What helps you maintain your sanity as a working parent? Whether you are a therapist or not? Leave your suggestions in the comments below. I can’t wait to read everyone’s tips.

When Passion Shows Up

I’ll never forget the first time I saw play therapy. When my late supervisor allowed me to observe my first play therapy session I fell in love at first sight. It felt right. It felt natural to me and I loved how it worked with where the child was in their development.

 

That session was a pivotal moment for me.

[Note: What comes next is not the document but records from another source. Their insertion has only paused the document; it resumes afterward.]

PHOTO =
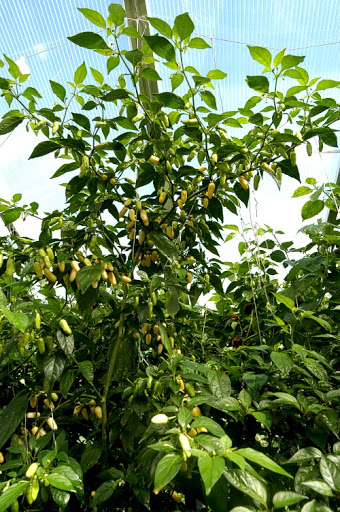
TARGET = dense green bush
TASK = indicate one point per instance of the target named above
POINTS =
(120, 391)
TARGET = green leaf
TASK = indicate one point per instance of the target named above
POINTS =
(164, 245)
(292, 91)
(95, 17)
(3, 300)
(161, 46)
(211, 425)
(167, 469)
(284, 300)
(299, 73)
(165, 339)
(58, 90)
(255, 380)
(184, 417)
(312, 208)
(287, 498)
(161, 26)
(44, 148)
(211, 469)
(12, 493)
(80, 74)
(316, 369)
(278, 256)
(290, 61)
(241, 509)
(219, 383)
(216, 74)
(305, 454)
(8, 124)
(89, 40)
(60, 481)
(247, 483)
(19, 320)
(82, 120)
(261, 55)
(54, 367)
(117, 14)
(4, 84)
(116, 94)
(319, 486)
(286, 399)
(11, 215)
(258, 83)
(61, 498)
(278, 58)
(86, 368)
(310, 507)
(13, 68)
(132, 32)
(87, 275)
(150, 74)
(176, 80)
(302, 191)
(327, 84)
(90, 456)
(209, 99)
(134, 56)
(198, 42)
(263, 417)
(262, 460)
(103, 493)
(282, 361)
(184, 26)
(330, 473)
(11, 416)
(66, 343)
(112, 63)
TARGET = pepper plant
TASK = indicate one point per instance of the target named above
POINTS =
(119, 390)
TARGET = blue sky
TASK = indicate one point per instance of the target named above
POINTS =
(30, 27)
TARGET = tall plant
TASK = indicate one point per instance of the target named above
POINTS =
(121, 393)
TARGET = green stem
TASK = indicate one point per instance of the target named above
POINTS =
(112, 363)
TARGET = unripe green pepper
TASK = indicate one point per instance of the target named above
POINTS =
(31, 471)
(50, 253)
(49, 342)
(41, 345)
(10, 266)
(149, 382)
(35, 488)
(37, 320)
(15, 506)
(65, 327)
(309, 149)
(190, 389)
(292, 156)
(158, 388)
(154, 298)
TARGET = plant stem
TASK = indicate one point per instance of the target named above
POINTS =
(112, 364)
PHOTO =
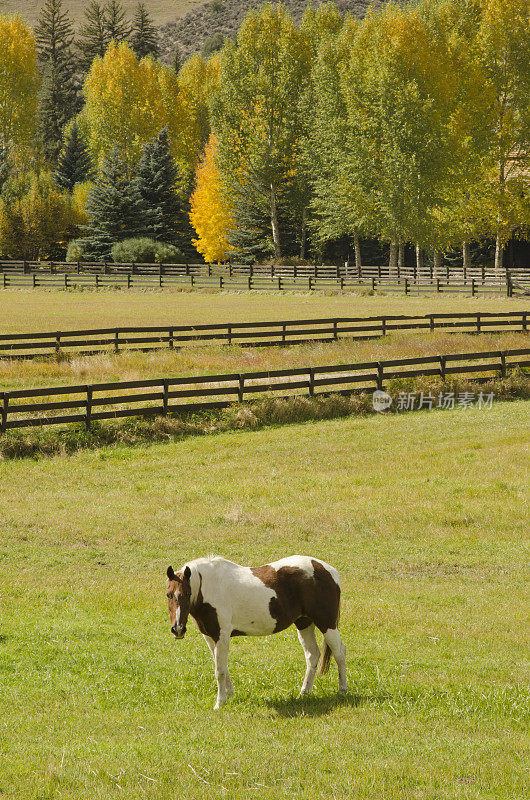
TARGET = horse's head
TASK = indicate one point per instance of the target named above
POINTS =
(178, 598)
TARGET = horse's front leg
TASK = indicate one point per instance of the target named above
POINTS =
(221, 668)
(211, 644)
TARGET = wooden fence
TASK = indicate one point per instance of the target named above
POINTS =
(239, 282)
(255, 334)
(427, 274)
(24, 408)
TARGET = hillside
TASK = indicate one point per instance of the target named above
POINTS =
(163, 11)
(225, 16)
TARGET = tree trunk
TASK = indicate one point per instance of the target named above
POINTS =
(466, 255)
(392, 263)
(401, 256)
(419, 257)
(304, 234)
(357, 246)
(499, 252)
(275, 226)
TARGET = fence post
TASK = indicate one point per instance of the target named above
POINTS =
(379, 375)
(165, 387)
(3, 417)
(88, 416)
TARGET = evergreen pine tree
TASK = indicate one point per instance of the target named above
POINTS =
(144, 38)
(156, 179)
(58, 95)
(74, 164)
(93, 38)
(117, 28)
(116, 210)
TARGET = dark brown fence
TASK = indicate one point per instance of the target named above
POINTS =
(255, 334)
(24, 408)
(244, 278)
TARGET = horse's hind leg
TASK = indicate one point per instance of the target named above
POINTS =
(335, 644)
(312, 653)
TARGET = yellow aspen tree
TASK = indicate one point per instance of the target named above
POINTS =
(210, 214)
(128, 102)
(19, 83)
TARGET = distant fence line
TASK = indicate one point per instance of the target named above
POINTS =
(255, 334)
(240, 284)
(122, 399)
(244, 277)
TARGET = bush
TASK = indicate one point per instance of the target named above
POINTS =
(146, 251)
(75, 251)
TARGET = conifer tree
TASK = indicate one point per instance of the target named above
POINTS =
(93, 39)
(116, 26)
(116, 210)
(156, 179)
(144, 38)
(74, 164)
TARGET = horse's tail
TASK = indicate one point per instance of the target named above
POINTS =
(325, 658)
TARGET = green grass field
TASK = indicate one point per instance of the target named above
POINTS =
(162, 12)
(424, 514)
(41, 310)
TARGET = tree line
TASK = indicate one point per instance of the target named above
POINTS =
(409, 128)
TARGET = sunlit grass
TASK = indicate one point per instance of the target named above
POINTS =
(426, 517)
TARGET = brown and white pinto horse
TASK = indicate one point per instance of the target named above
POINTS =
(227, 600)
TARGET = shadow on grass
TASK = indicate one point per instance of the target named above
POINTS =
(314, 706)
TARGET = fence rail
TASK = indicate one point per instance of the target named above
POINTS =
(41, 406)
(255, 334)
(162, 278)
(481, 274)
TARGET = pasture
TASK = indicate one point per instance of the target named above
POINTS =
(425, 516)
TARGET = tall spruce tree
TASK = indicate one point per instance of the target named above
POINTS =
(58, 95)
(156, 178)
(144, 38)
(74, 164)
(116, 210)
(93, 39)
(116, 26)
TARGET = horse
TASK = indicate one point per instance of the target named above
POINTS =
(226, 599)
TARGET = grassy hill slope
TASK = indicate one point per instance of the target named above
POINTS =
(163, 11)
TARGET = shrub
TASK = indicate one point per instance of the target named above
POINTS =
(146, 251)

It started a passion that motivated me to pursue my career and specialty as a play therapist and play therapist supervisor. I had so much to learn, but it didn’t stop me from moving towards my goals.

 

I had no idea what kind of challenges lay ahead, including difficult work environments, heavy caseloads, and the level of trauma and complex issues that my young clients face with courage.

 

I have non-therapist friends ask me “how do you work with …(place favorite issues here). What I tell people (and myself when I’m faced with challenges of my job) is that yes, but I get to see a child heal from a trauma, connect with their parent, make new friends, learn how to stop being afraid and live a full life. I get to watch people heal and increase their faith in their God and themselves. I get to spend my day alongside young ones who deal with so much they should be too young for.

 

At the end of the day it’s encouraging work. It’s worth it. Some cases are sad. True. I have to constantly balance my work life, and personal life, true. I have to keep my emotions in check sometimes and my support systems close. But at the end of the day, it’s worth it.